Our results showed a positive association between most signaling pathways and the radiomic features derived from MRI scans. The best models achieved high AUC scores, namely 0.7 for RTK-RAS, 0.8 for PI3K, 0.75 for TP53, and 0.4 for NOTCH, and therefore, demonstrated the potential of ML models in accurately predicting oncogenic signaling pathways from radiomic features, thereby informing personalized therapeutic approaches and improving patient outcomes.
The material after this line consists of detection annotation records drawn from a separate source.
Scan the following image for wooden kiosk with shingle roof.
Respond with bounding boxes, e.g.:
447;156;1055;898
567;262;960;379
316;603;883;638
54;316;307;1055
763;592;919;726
We present a novel approach for the non-invasive prediction of deregulation in oncogenic signaling pathways in glioblastoma (GBM) by integrating radiogenomic data with machine learning models. This research contributes to advancing precision medicine in GBM management, highlighting the importance of integrating radiomics with genomic data to understand tumor behavior and treatment response better.
胶质母细胞瘤(GBM)是一种侵袭性很强的脑肿瘤,患者预后较差。尽管采用了标准疗法,但其生存率仍然很低,这凸显了对新型治疗策略的迫切需求。先进的成像技术,尤其是磁共振成像(MRI),在评估GBM方面至关重要。各种致癌信号通路的破坏,如受体酪氨酸激酶(RTK)-Ras-细胞外信号调节激酶(ERK)信号通路、磷酸肌醇3激酶(PI3K)、肿瘤蛋白p53(TP53)和神经源性Notch同源蛋白(NOTCH),促成了不同肿瘤类型的发展,每种肿瘤类型都表现出在微观水平上可观察到的独特形态和表型特征。然而,识别用于靶向治疗的基因异常通常需要侵入性程序,这促使人们探索像放射基因组学这样的非侵入性方法。本研究探讨了放射基因组学和机器学习(ML)在预测GBM患者这些致癌信号通路方面的效用。
我们从BRATS-19数据集中收集了术后MRI扫描(T1w、T1c、FLAIR、T2w),包括GBM和低级别胶质瘤(LGG)患者的扫描数据,并通过TCGA和CPTAC将其与基因和临床数据相链接。信号通路数据是从cBioPortal手动提取的。使用PyRadiomics从四种MRI模态中提取放射组学特征。应用了降维和特征选择,并使用SMOTE解决数据不平衡问题。训练了五个ML模型来预测信号通路,通过网格搜索优化超参数,并采用五折交叉验证确保无偏性能。使用各种指标在测试数据上评估每个模型的性能。
我们的结果显示,大多数信号通路与MRI扫描得出的放射组学特征之间存在正相关。最佳模型获得了较高的AUC分数,即RTK-RAS为0.7,PI3K为0.8,TP53为0.75,NOTCH为0.4,因此证明了ML模型在根据放射组学特征准确预测致癌信号通路方面的潜力,从而为个性化治疗方法提供依据并改善患者预后。
我们提出了一种通过将放射基因组数据与机器学习模型相结合,对胶质母细胞瘤(GBM)致癌信号通路失调进行非侵入性预测的新方法。本研究有助于推进GBM管理中的精准医学,突出了将放射组学与基因组数据相结合以更好地理解肿瘤行为和治疗反应的重要性。